Taken and adapted from, “The Return of Prayers.”
Written by Thomas Goodwin, Puritan
Edited for dynamic thought and sense
…you let God speak to you in vain, because you are not listening to what he has to tell you. If two men are walking along, and if one has spoken what’s on his mind but ignores the other man’s answers, he greatly insults the man.
Now if you want to study God’s dealings with us, do so by comparing our prayers with his answers; that is, by our speaking to God in prayer, and his speaking to us by way of answers. Why? Because in essence, these dialogues between us and him comprise the greater part of our walk with God. It is said of Samuel’s prophecy, “that not a word of it fell to the ground,” 1 Sam.3:19; and so it may be said of our prayers; and so it ought to be of God’s answers as well; not a word of them should fall to the ground.
Now in 1 Kings, 8:56, it is said,”there hath not failed one word of all his good promises.” Solomon had observed this by painstaking survey, and by making comparisons of all which God had spoken and done for them, and he found not one promise unfulfilled.
And so Solomon brings these exact words here for a very specific purpose: to confirm their faith in this, that no prayers would fail, if grounded on a promise.
This was done to encourage others, and to even encourage his own heart to diligence.
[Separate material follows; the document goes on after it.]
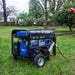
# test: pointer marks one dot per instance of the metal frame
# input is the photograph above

And it was also done as a motive for God to hear him; for in verse 59, he infers,”Let my words be nigh thee,” seeing you always thus perform your good word unto your people. Yes, if you don’t listen, you will provoke the Lord to not answer at all; he will forbear to answer, because he sees that talking to you will be in complete vain.
When a man is talking to someone that’s not listening, he will cease to talk, and completely leave off communicating, and so will God.